G.J.M.G. van der Heijden
- Inconclusive evidence for allergic rhinitis to predict a prolonged or chronic course of acute rhinosinusitis
- Otolaryngology-Head and Neck Surgery
- Volume | Issue number
- 150 | 1
- Pages (from-to)
- Document type
- Faculty of Dentistry (ACTA)
Objective To systematically review the evidence on allergic rhinitis as a predictor for a prolonged or chronic course in adult patients with acute rhinosinusitis.
Data Sources Pubmed, EMBASE, and the Cochrane library.
Review Methods A systematic literature search was performed on March 15, 2013. During screening of title and abstract, 3 authors independently selected studies on allergic rhinitis as a predictor for the course of acute rhinosinusitis in adults. The reported study design was assessed for directness of evidence and risk of bias. We aimed to extract prior and posterior probabilities for a prolonged or chronic course of acute rhinosinusitis.
Results Of 13,202 retrieved articles, 2 articles were eligible for study assessment.
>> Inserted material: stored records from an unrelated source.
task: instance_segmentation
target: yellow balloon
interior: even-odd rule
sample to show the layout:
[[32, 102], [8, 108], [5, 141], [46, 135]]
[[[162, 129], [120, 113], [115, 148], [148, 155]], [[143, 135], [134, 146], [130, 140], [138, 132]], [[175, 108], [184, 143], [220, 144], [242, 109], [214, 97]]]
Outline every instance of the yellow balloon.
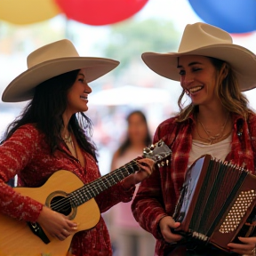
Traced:
[[43, 21], [60, 12], [53, 0], [0, 0], [0, 20], [17, 25]]

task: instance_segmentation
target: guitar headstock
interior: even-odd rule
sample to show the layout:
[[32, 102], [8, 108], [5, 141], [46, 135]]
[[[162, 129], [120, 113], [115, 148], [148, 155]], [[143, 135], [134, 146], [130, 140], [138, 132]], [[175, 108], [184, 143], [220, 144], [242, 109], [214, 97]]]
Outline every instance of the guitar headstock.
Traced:
[[165, 163], [168, 165], [169, 160], [166, 158], [171, 154], [172, 150], [162, 140], [143, 150], [143, 156], [154, 160], [158, 167], [164, 166]]

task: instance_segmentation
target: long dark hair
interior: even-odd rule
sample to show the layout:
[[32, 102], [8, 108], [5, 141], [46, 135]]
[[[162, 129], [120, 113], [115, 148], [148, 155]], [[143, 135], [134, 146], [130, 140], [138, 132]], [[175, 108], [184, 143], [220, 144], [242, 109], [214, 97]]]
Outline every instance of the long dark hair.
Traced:
[[[21, 125], [35, 124], [44, 135], [51, 148], [51, 153], [58, 148], [63, 126], [62, 114], [67, 108], [67, 95], [78, 75], [79, 69], [48, 79], [35, 89], [34, 97], [8, 127], [4, 140], [9, 139]], [[68, 126], [77, 139], [79, 146], [90, 153], [97, 161], [96, 147], [91, 140], [92, 125], [91, 120], [82, 112], [74, 114]]]
[[[149, 146], [151, 144], [151, 142], [152, 142], [152, 140], [151, 140], [151, 136], [150, 136], [150, 133], [149, 133], [149, 130], [148, 130], [146, 116], [140, 110], [132, 111], [126, 117], [126, 121], [128, 123], [129, 123], [129, 119], [133, 115], [139, 115], [141, 117], [141, 119], [143, 120], [145, 125], [147, 126], [147, 135], [145, 137], [144, 144], [145, 144], [145, 146]], [[123, 144], [120, 146], [120, 148], [117, 150], [119, 156], [121, 156], [122, 155], [124, 154], [124, 152], [131, 146], [131, 144], [132, 144], [131, 140], [130, 140], [130, 138], [129, 138], [129, 136], [127, 134], [126, 139], [124, 140], [124, 141], [123, 142]]]

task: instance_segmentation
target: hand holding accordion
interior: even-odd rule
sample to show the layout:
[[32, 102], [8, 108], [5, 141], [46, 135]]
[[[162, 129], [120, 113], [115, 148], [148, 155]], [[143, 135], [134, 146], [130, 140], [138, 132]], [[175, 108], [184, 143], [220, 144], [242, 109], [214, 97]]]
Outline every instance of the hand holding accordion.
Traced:
[[255, 175], [204, 155], [186, 173], [172, 216], [180, 226], [174, 232], [228, 252], [228, 243], [252, 233], [255, 220], [248, 218], [255, 215]]

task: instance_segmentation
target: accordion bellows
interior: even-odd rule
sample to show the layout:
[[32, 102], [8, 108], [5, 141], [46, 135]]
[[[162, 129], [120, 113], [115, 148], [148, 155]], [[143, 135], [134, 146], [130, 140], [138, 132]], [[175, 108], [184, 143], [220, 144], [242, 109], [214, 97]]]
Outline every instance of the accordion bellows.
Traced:
[[256, 203], [256, 176], [239, 166], [204, 155], [188, 170], [173, 214], [175, 233], [223, 251], [245, 225], [249, 236], [255, 224], [248, 218]]

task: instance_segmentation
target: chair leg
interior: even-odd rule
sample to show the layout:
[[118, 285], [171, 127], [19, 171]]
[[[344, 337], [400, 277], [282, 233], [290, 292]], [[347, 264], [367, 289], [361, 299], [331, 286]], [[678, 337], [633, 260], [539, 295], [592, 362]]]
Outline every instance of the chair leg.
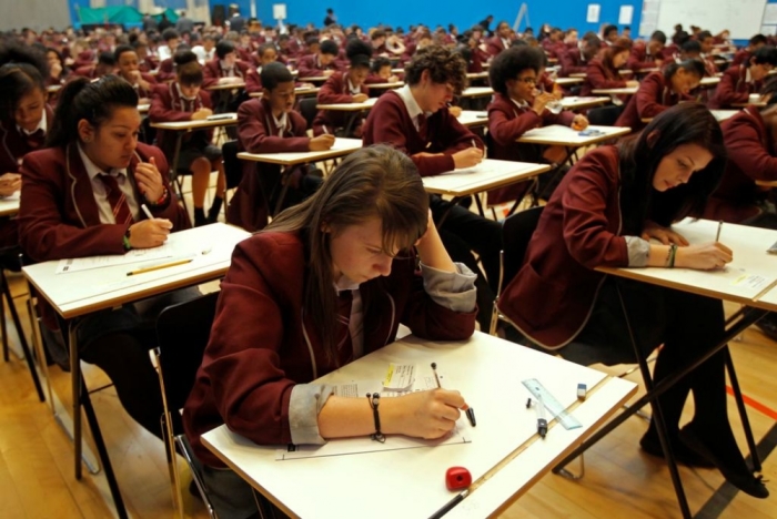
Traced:
[[[11, 297], [11, 291], [8, 287], [8, 279], [6, 279], [6, 272], [0, 269], [0, 284], [2, 284], [2, 297], [6, 298], [6, 302], [8, 303], [8, 309], [11, 312], [11, 318], [13, 319], [13, 326], [17, 328], [17, 334], [19, 335], [19, 343], [21, 345], [21, 349], [24, 353], [24, 358], [27, 359], [27, 367], [30, 368], [30, 375], [32, 376], [32, 383], [36, 385], [36, 390], [38, 391], [38, 399], [40, 401], [46, 401], [46, 397], [43, 396], [43, 388], [40, 385], [40, 379], [38, 378], [38, 370], [36, 369], [36, 363], [32, 358], [32, 353], [30, 352], [30, 346], [27, 344], [27, 337], [24, 336], [24, 329], [21, 326], [21, 319], [19, 319], [19, 313], [17, 312], [17, 307], [13, 304], [13, 298]], [[0, 298], [2, 298], [0, 297]], [[3, 322], [3, 328], [6, 327], [6, 315], [3, 314], [0, 316]], [[3, 329], [3, 346], [6, 346], [6, 337], [7, 334], [4, 333], [6, 330]], [[46, 359], [42, 359], [42, 362], [46, 362]]]

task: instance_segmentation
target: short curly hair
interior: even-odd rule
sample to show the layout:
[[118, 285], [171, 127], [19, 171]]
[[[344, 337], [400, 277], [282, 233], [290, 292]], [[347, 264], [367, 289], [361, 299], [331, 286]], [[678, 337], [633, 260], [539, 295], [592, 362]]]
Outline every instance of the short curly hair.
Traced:
[[405, 82], [411, 86], [418, 84], [424, 70], [428, 70], [432, 82], [451, 84], [457, 94], [466, 88], [466, 62], [446, 47], [428, 45], [416, 52], [405, 65]]
[[507, 80], [517, 78], [521, 71], [526, 69], [532, 69], [538, 74], [539, 69], [544, 67], [544, 52], [534, 47], [518, 45], [505, 49], [491, 62], [491, 88], [502, 95], [507, 95]]

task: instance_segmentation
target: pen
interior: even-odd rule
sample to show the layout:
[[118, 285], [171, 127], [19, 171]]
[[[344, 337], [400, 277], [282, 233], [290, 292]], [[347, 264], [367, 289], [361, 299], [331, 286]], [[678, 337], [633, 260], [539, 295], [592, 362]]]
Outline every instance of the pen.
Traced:
[[535, 407], [537, 409], [537, 434], [541, 438], [545, 438], [545, 435], [547, 435], [547, 420], [545, 419], [545, 403], [542, 395], [537, 398]]
[[443, 517], [445, 513], [450, 512], [453, 510], [453, 507], [462, 502], [462, 500], [470, 495], [470, 490], [464, 490], [463, 492], [458, 493], [455, 498], [451, 499], [448, 502], [446, 502], [443, 508], [437, 510], [436, 512], [432, 513], [428, 519], [440, 519]]
[[179, 260], [176, 262], [170, 262], [170, 263], [163, 263], [161, 265], [154, 265], [150, 267], [144, 267], [144, 268], [138, 268], [137, 271], [128, 272], [128, 276], [135, 276], [138, 274], [144, 274], [147, 272], [153, 272], [153, 271], [159, 271], [160, 268], [168, 268], [171, 266], [178, 266], [178, 265], [185, 265], [186, 263], [192, 263], [192, 258], [189, 260]]

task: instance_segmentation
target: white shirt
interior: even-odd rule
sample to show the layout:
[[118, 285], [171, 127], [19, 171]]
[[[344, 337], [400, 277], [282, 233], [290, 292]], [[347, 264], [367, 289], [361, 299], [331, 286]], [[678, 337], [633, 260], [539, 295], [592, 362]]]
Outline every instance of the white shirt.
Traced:
[[[140, 206], [135, 200], [135, 193], [132, 189], [132, 183], [127, 177], [127, 169], [123, 170], [111, 170], [101, 171], [89, 156], [81, 149], [81, 144], [78, 145], [79, 155], [81, 155], [81, 162], [87, 170], [89, 180], [92, 182], [92, 193], [94, 194], [94, 201], [98, 205], [98, 213], [100, 214], [100, 223], [103, 224], [115, 224], [115, 217], [113, 216], [113, 208], [111, 208], [111, 203], [108, 201], [108, 193], [105, 192], [105, 184], [102, 180], [98, 177], [101, 173], [108, 173], [110, 175], [117, 176], [117, 183], [119, 189], [127, 197], [127, 204], [130, 206], [130, 213], [135, 221], [140, 220]], [[123, 173], [123, 174], [120, 174]]]

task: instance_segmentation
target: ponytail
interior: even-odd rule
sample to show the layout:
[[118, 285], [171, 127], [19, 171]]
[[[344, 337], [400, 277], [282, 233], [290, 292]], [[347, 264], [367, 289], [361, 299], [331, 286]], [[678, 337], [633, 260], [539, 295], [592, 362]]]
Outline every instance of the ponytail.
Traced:
[[67, 146], [79, 136], [79, 121], [99, 128], [119, 106], [138, 108], [138, 92], [123, 79], [105, 75], [94, 82], [87, 78], [70, 81], [60, 92], [47, 146]]

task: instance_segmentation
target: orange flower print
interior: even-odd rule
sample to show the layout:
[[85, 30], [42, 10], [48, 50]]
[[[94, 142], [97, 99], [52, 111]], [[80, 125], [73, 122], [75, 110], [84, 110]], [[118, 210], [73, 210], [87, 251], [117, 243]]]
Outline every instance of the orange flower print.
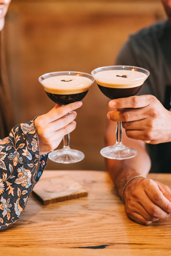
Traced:
[[14, 166], [16, 166], [18, 163], [23, 164], [23, 158], [20, 156], [20, 154], [17, 151], [15, 151], [13, 153], [10, 153], [8, 158], [9, 160], [13, 161]]
[[8, 199], [6, 200], [5, 198], [3, 197], [3, 196], [1, 196], [0, 201], [2, 203], [0, 204], [0, 210], [3, 211], [2, 213], [3, 216], [4, 217], [7, 214], [8, 216], [10, 216], [10, 212], [11, 211], [9, 208], [13, 206], [13, 205], [10, 204], [10, 198], [8, 198]]

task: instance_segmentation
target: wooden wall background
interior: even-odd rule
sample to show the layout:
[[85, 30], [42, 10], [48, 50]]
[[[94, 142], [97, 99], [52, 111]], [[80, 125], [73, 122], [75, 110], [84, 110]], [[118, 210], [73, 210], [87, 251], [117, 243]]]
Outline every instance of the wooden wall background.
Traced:
[[[5, 32], [16, 123], [53, 107], [38, 81], [40, 75], [68, 70], [89, 73], [112, 65], [130, 33], [164, 17], [160, 0], [13, 0]], [[85, 159], [70, 165], [48, 160], [48, 169], [105, 169], [100, 151], [107, 102], [94, 84], [77, 111], [71, 134], [71, 147], [82, 151]]]

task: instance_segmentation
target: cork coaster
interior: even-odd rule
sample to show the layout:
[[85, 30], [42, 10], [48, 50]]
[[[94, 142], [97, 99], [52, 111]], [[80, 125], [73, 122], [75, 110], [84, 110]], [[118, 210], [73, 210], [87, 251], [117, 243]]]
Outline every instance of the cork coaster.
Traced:
[[41, 179], [35, 185], [33, 195], [43, 205], [87, 196], [87, 192], [68, 175]]

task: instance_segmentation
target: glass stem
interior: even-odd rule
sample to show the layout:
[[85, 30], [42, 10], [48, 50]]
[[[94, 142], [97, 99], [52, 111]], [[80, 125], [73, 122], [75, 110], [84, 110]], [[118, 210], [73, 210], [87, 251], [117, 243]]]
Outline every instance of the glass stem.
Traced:
[[122, 145], [123, 131], [122, 129], [122, 122], [117, 122], [117, 128], [116, 130], [116, 143]]
[[64, 148], [67, 149], [69, 148], [69, 141], [70, 140], [70, 135], [68, 133], [65, 135], [63, 138]]

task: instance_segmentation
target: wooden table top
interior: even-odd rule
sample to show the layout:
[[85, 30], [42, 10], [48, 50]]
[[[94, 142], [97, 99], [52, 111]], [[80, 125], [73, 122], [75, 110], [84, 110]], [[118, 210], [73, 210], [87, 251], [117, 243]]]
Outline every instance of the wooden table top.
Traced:
[[[0, 234], [1, 255], [170, 255], [171, 217], [148, 226], [127, 217], [107, 173], [46, 171], [68, 174], [88, 197], [43, 205], [33, 195], [20, 219]], [[171, 174], [150, 174], [171, 187]]]

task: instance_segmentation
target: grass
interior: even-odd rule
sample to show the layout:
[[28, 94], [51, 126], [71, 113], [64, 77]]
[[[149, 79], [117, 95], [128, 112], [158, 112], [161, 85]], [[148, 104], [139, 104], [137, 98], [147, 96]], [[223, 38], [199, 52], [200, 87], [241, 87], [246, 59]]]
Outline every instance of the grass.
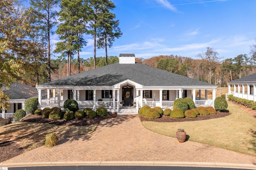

They provided a high directness of evidence but carried a high risk of bias. The studies showed an incidence of a prolonged and chronic course of, respectively, .19 (95% confidence interval [CI] .16-.23) and .05 (95% CI, .02-.13). In patients with allergic rhinitis, the incidence was .25 (95% CI, .18-.35) and .14 (95% CI, .04-.34), so the added value of allergic rhinitis to predict a prolonged course is 6% and to predict a chronic course 8%.
Conclusion and Recommendation While the 2 included studies suggest that allergic rhinitis adds little to the prediction of a prolonged or chronic course in patients with acute rhinosinusitis, they carry a high risk of bias. As the available evidence does not provide grounds for different management of patients with and without allergic rhinitis, namely, according to clinical practice guidelines, both can be managed with expectant observation and symptomatic treatment.